North Carolina residents may be surprised to hear that the very nurses and aides employed to help overweight patients may end up in the hospital themselves as a result of a workplace injury sustained while lifting patients.
According to a 2011 survey by the American Nurses Association, 62 percent of nurses are concerned about sustaining disabling workplace injuries from lifting, and eight out of 10 nurses claimed they incurred muscle and joint pain frequently from their jobs. In addition to this, back injuries are one of the main reasons nurses leave their profession. Back injuries also cost health care workers billions of dollars a year.
Very few hospitals reportedly follow the national guidelines issued by the National Institute for Occupational Safety and Health, which state that nurses should not lift more than 35 pounds at a time. In reality, according to one workplace safety coordinator, nurses might lift 1.8 tons during an eight-hour workday.
Nurses not only assist patients to the restroom, but they boost them onto the bed and help turn them. All the lifting has taken a toll on their bodies-according to representative of the American Nurses Association, manual handling of the patient contributes directly to the musculoskeletal disorders that many nurses suffer. Despite this, only 10 states have issued regulations mandating patient handling requirements to protect nurses.

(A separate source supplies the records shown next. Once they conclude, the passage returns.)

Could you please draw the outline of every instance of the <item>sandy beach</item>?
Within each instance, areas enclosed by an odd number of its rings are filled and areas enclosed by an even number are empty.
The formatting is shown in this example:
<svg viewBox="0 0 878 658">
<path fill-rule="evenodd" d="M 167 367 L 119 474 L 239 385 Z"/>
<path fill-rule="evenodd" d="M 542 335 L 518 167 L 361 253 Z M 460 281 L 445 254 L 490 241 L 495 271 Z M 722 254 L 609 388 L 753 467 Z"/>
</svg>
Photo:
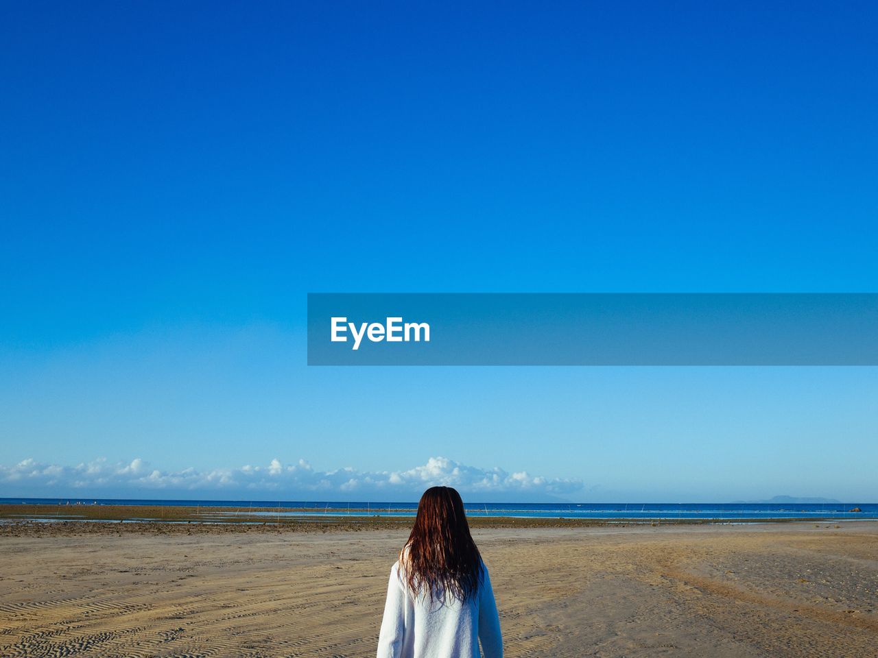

Some hospitals are trying to counter the problem by introducing the use of portable lifts that can handle 600 pounds at one time. Health care workers can use these rather than assembling three or four nurses to pick up the patient together. These hospitals are focusing on equipment, training and awareness to prevent workplace injuries.
Given all the lifting that health care workers do to help patients, they should not hesitate to ask for help when they sustain workplace injuries. When North Carolina workers are injured, they should consider filing a workers’ compensation claim, as is their right to do so. They may be able to recover compensation to meet their medical expenses and replace lost wages.